The words escape him in a broken whisper, more plea than prayer,
“Why…?”
The
wind answers him, cold and unfeeling.
His
voice rises, a harsh, trembling growl. “Why now? Why when I have
done everything You commanded. Why do You turn Your gaze from me?!”
He slams his fist into the snow. Once. Twice. A third time. The white
is stained with red. “I killed in Your name! I burned
in Your name! I bled for You! I gave You everything!”
The
rage takes him, an agony that sears deeper than any wound. He rips
the cross-shaped sigil from his pauldron, throws it into the snow.
His armor’s servos whine as he stands, breathing hard, head bowed
low.
His
fury swirls and condenses, turning outward. It finds faces, names.
Magnus. Spartan. Rho Voss.
The heretics who desecrated the divine. The false prophets who mocked
the Absolute and lived.
He
looks down at Cassiel again. Slowly, reverently, Absjorn reaches
down. He retrieves the helm,
cradles it in both hands, and places it upon Cassiel’s ruined head.

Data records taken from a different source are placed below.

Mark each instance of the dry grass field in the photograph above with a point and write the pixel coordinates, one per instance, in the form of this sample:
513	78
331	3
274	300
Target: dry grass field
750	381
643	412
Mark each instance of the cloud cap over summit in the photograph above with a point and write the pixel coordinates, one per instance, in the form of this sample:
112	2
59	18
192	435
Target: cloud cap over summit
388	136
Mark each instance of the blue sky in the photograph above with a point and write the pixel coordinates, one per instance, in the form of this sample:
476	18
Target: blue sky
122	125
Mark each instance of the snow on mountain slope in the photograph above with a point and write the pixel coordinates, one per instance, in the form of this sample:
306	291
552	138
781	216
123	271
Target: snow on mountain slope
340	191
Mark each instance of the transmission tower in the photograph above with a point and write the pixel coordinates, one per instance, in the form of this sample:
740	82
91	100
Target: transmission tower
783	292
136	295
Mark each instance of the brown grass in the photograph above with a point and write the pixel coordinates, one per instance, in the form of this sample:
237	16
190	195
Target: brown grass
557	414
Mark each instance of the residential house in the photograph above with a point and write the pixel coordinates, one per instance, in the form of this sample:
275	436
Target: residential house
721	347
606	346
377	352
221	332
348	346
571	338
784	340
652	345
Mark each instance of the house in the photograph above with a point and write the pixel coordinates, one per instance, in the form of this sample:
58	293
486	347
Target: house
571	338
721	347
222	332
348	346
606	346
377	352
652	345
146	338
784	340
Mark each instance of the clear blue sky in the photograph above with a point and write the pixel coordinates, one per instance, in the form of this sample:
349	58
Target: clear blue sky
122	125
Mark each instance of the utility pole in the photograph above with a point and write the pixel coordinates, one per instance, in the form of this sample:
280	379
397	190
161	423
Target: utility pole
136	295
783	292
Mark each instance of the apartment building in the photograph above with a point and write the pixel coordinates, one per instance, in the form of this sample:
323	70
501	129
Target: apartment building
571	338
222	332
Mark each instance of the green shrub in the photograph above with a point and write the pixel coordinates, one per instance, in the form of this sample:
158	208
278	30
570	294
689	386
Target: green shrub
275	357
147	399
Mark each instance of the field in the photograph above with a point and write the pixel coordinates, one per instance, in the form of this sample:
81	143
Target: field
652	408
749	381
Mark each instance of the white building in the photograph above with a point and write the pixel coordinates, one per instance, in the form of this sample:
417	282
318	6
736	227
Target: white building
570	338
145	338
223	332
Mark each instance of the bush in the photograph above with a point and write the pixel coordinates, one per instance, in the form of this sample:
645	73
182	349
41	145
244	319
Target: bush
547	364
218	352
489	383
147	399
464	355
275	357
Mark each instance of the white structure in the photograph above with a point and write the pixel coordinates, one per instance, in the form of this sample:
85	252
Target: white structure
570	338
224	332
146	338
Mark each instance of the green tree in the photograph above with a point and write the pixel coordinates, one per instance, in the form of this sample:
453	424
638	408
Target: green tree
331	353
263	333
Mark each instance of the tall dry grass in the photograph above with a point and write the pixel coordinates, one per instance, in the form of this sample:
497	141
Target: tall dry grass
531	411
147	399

Then he gathers the Priest’s body in his arms, careful, gentle,
like a child lifting a saint from the altar.
The
snow falls around him in thick, silent flakes.
Absjorn
turns toward the horizon, the way they came, the way home. Balthamar
falls in behind him, the steed’s hooves sinking deep into the
blood-streaked snow.
As
he walks, he whispers under his breath, more vow than prayer:
“I
will not fail You again. I will bring You their heads. I will give
You reason to look upon me once more.”
And
beneath the weight of that vow, the
Venator Captain disappears into the white, carrying
the body of his fallen Priest, a lone, forsaken disciple trudging
through the wasteland, dragging the remnants of faith behind him.